The propellant combustion response is the primary source of Solid rocket combustion instability which can drive the acoustic oscillations in the combustion chamber and the pressure-coupled response is an important driver. We will use theoretical analysis, numerical simulation combining with experimental study to investigate the pressure-coupled response mechanism of composite propellant. The device to measure the prssure-coupled response of composite propellant is very important to investigate the propellant combustion response, and will be developed in this paper. Based on the T-burner, the pulser will be designed and double-pulsing test method will be adopted. Through adopting excellent method of numerical computation, we will develop the combustion micro-model and the method for predicting the pressure-coupled response. By studying the influence which be imposed on the pressure-coupled response by the propellant formulation, the operating pressure or the frequency of acoustic oscillations, and the response mechanism between the combustion in the gaseous phase and acoustic oscillations, the pressure-coupled response mechanism will be gained. The mechanism which be finded out will provide theoretical guidance for damping the combustion instability in the solid rocket motor.
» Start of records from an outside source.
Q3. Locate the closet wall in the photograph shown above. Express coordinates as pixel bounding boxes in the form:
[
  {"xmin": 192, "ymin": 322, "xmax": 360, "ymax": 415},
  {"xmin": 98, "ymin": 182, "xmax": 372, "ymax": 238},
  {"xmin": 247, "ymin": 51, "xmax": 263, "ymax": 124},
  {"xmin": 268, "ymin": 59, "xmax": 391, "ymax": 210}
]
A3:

固体发动机燃烧不稳定在燃烧室中的主要声能增益是推进剂的燃烧响应，而压强耦合响应是其主要体现形式。本项目将采用理论分析、数值模拟与实验研究相结合的方法，开展复合推进剂压强耦合响应机理研究。通过解决复合推进剂压力耦合响应测试和细观燃烧模型数值方法的关键技术，建立脉冲T型燃烧器压力耦合响应特性研究实验方法、复合推进剂细观燃烧模型及压强耦合响应预示方法，开展推进剂配方、工作压强及压强振荡频率对耦合响应的影响及敏感性分析和气相燃烧区域对压强振荡的响应机制研究，获得复合推进剂压强耦合响应影响规律，揭示压强耦合响应机理，为抑制固体发动机不稳定燃烧提供理论指导。

本项目基于外部脉冲激励的T型燃烧器测量技术，针对发动机中出现燃烧不稳定问题发动机采用的推进剂进行研究，通过调节推进剂配方分别获的了三种共16种配方的推进剂，对其进行响应函数测量，获得推进剂配方对响应函数影响的规律。实验结果表明，相同工况条件下，推进剂中的氧化剂AP粒子采用双级配的响应函数值明显小于采用单级配大尺度粗颗粒AP粒子的推进剂。AP粒子中随着粗粒度的含量增大，响应函数呈增大的趋势。同时，针对复合推进剂细观燃烧模型及压强耦合特性预估，成功的解决了复合推进剂压强耦合响应特性数值方法的关键技术，建立了AP粒度双级配的复合推进剂燃烧模型，针对其影响因素，获得了复合推进剂压强耦合响应影响规律，揭示了压强耦合响应机理，为抑制固体火箭发动机不稳定燃烧提供理论指导。该项目设计的T性燃烧器实验测量技术申请专利两项，并获得授权；同时其实验测量技术已经成功的应用到国内多家研究单位中，并形成研究所所标。